Upon asking my teacher he said it's released as radiation as electron is accelerating.But then again radiation is released as photons.
P.S.-I know elementary b.sc level maths and physics,so answers of appropriate level will be appreciated.
 A: Here's one way to think about it. 
Consider a simplified model that can be in either of two kinds of configuration. In configuration $A$, the electron is in the higher-energy orbital and no photon is present. In a configuration of type $B$, the electron is in the lower-energy orbital and one photon has been released, flying away from the atom. Both configurations are defined to have the same total energy. 
In this simplified model, the transition would be described something like this. The state starts as pure $A$. As time passes, it becomes a quantum superposition of $A$ and $B$, with the contribution of $A$ smoothly becoming smaller and the contribution of $B$ smoothly becoming larger. Eventually (very quickly by human standards), the contribution of $A$ is practically zero, and the state is practically pure $B$. 
The total energy is always the same, because if $A$ and $B$ have the same energy, then so does any quantum superposition of $A$ and $B$.

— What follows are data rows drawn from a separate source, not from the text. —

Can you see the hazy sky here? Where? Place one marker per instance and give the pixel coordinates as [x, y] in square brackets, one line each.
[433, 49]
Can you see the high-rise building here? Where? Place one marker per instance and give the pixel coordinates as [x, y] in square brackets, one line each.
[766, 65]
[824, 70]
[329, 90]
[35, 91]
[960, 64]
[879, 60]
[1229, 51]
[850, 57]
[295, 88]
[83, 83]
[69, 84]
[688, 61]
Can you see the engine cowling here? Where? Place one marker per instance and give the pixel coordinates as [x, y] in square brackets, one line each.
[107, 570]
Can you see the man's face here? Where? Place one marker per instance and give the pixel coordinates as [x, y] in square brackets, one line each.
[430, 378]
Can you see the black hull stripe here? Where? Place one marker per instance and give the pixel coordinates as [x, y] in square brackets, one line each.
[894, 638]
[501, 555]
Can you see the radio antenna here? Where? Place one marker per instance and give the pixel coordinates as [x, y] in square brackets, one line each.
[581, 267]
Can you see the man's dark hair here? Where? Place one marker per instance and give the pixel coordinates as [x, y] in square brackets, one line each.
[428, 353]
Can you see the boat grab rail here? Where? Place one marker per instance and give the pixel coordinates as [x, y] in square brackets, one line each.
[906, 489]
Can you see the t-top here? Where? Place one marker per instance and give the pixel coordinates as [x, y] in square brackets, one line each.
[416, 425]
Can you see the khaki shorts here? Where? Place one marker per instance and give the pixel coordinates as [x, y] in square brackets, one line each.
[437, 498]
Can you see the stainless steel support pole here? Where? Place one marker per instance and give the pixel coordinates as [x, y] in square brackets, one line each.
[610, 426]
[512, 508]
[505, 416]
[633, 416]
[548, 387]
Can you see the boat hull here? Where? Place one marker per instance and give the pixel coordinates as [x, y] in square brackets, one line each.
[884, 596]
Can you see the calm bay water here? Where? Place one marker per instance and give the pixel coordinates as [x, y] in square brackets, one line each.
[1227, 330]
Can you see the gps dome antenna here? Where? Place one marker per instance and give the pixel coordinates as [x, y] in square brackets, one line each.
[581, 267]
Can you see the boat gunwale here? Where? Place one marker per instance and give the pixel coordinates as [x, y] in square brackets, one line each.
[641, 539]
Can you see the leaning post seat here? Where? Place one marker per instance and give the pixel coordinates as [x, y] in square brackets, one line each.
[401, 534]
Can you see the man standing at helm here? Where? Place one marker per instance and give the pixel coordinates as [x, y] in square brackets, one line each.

The process is smooth, even though we never have just part of a photon. If we measure the number of photons, we always get an integer. But when we're not measuring the number of photons, we can have a quantum superposition of different numbers of photons. I can't define these statements in a way that is both concise and satisfying, but hopefully this concise answer at least gives you an interesting avenue to investigate.